An overdue economic remedy: Time for Jordan to take advantage of its tourism sector
Tourism only generates six percent of Jordan's GDP, but has the potential to generate over 10 percent in the upcoming years (File Archive)
Like many Third World countries, Jordan faces several challenges that authorities try to overcome or, at least, reduce their negative impact.
High on the list are low standards of living, poverty, high unemployment and excessive indebtedness. To these, many more can be added.
This article is to make the simple assertion that the answer to all these anomalies is economic growth, which enlarges the piece of cake before it is distributed among the population.
Growth creates wealth, reduces poverty, creates jobs and enhances the domestic revenue of the budget in a way that reduces deficit and the need for borrowing, or at least prevents it from growing fast, as is happening now.
Yes, economic growth can be the answer for all these and other challenges. Alas, achieving high economic growth is not easy.
The question is how to focus on this basic solution, meaning economic growth, instead of wasting time searching for partial and separate remedies for each one of the problems facing the country, and how Jordan can catch up with the advanced world where the per capita income is 10 times or more than the prevailing per capita income in Jordan.
Jordan tried central planning, it forged three-year and five-year economic and social development plans, but the results were disappointing.
If anything, public debt continued to rise, inequality became worse, causing the rich to get richer and the poor to get poorer.
In theory, economic growth can be achieved through several approaches, individually or a combination of them, such as investments in new or existing projects, which should be encouraged and motivated to accumulate additional production factors to contribute to the augmentation of the gross domestic product.
Another approach is to enhance productivity, meaning increasing output from the available production outfits.

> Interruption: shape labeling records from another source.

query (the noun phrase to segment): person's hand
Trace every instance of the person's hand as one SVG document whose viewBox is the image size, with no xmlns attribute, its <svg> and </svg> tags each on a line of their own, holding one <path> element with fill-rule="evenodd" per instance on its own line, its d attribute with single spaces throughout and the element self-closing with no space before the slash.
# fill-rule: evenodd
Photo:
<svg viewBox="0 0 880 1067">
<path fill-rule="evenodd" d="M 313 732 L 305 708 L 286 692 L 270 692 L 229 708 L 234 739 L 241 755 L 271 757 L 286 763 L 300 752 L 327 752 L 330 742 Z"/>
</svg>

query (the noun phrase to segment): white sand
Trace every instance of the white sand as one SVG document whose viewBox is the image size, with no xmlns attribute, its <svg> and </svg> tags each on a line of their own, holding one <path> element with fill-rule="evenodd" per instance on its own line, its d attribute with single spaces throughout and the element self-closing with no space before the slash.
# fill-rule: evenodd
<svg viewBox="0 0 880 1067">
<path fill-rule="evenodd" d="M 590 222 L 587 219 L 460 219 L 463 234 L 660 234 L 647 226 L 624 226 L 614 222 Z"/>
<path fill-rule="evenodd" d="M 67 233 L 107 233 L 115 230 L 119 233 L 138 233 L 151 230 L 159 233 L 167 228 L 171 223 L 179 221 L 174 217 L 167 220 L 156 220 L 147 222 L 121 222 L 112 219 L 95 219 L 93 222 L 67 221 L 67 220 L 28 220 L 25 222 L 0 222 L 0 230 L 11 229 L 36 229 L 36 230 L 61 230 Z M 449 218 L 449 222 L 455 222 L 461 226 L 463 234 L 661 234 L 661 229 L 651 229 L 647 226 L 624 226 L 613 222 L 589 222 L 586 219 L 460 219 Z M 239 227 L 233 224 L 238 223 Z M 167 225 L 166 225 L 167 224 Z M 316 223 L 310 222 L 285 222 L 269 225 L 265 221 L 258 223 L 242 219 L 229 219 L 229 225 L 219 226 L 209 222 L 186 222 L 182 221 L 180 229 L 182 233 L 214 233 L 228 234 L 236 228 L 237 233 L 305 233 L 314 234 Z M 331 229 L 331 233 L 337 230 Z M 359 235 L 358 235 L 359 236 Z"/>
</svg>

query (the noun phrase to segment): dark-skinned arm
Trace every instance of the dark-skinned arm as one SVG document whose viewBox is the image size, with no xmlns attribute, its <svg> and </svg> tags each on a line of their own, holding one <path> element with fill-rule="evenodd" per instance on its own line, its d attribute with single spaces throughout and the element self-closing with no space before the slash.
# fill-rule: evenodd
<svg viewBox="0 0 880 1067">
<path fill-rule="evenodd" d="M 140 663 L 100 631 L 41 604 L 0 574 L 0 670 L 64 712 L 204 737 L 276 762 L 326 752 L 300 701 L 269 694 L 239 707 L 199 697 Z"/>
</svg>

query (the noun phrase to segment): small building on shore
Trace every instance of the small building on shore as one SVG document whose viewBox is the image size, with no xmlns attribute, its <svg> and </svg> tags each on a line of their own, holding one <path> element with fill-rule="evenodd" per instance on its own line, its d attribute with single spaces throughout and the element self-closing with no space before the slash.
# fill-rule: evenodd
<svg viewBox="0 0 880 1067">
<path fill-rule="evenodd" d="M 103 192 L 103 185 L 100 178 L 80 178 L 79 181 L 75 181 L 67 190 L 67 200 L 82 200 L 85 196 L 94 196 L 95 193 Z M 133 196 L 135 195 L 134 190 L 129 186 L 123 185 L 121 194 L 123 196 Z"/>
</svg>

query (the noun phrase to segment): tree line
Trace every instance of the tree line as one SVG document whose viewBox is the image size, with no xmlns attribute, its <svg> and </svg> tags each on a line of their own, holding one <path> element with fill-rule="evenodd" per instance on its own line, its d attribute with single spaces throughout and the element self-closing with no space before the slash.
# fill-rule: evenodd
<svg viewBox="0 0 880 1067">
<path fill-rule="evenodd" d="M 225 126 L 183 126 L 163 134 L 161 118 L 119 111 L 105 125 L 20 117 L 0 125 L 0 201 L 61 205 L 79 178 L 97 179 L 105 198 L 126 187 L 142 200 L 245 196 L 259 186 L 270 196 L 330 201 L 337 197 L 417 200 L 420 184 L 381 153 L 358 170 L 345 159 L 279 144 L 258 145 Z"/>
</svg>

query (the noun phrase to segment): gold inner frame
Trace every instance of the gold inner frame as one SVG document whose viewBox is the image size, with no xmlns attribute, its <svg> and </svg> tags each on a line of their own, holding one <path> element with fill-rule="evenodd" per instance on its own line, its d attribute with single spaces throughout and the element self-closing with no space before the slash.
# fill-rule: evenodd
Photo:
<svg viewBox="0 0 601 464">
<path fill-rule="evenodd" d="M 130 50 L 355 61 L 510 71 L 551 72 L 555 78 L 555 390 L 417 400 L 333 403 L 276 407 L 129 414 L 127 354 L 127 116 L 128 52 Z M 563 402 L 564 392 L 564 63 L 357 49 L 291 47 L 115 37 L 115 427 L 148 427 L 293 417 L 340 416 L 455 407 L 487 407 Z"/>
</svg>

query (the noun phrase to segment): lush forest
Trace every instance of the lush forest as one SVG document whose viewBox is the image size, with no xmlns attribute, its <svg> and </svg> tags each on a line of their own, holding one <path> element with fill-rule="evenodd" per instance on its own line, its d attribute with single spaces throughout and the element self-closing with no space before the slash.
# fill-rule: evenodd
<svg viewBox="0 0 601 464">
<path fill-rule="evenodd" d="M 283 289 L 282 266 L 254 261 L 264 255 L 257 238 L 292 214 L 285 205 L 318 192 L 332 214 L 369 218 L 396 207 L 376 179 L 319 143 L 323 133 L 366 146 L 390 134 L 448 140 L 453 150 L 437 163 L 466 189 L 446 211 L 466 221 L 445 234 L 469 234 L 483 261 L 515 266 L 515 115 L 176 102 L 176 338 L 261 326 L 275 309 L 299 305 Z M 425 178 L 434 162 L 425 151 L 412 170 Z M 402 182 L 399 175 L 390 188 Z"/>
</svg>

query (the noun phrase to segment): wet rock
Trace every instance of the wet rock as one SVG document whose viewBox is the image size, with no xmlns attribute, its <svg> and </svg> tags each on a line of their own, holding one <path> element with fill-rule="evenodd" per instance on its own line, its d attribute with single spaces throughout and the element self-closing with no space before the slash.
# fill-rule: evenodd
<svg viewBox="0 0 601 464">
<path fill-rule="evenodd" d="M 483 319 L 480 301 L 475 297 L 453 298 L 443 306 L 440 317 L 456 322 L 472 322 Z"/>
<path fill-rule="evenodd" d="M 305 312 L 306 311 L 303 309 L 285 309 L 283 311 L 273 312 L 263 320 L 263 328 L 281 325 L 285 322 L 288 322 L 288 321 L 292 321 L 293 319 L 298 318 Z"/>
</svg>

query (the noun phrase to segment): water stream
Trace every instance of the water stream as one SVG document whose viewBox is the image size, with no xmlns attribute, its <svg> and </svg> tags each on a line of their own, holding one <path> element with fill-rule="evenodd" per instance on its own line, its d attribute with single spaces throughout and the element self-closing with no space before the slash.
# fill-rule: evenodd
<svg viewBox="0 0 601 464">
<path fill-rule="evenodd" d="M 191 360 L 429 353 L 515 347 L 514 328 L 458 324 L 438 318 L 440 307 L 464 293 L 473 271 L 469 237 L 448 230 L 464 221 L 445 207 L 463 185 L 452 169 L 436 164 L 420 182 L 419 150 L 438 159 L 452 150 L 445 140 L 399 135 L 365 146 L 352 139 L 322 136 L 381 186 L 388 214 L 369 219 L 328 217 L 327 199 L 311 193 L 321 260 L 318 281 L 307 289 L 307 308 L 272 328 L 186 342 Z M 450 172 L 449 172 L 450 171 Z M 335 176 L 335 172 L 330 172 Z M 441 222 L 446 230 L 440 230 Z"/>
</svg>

This may be possible through modernisation, automation, training and improving efficiency of management.
Among other obvious factors is attracting more Arab and foreign tourists.
In this respect, the role played by Jordanian expatriates could not be ignored.
They support the economy with their remittances in foreign exchange. They deserve more attention.
Admittedly, the massive drain of qualified personnel to the Gulf states may have a negative effect on the national economy, but Jordan was, and will continue to be, a school producing and exporting high-calibre personnel.
Economic growth is not mere enlargement in numbers or volume, it has to be built on sound, sustainable, basis.
This should give high priority to the implementation of the economic and fiscal reform programme, to deal with the fiscal and economic distortions.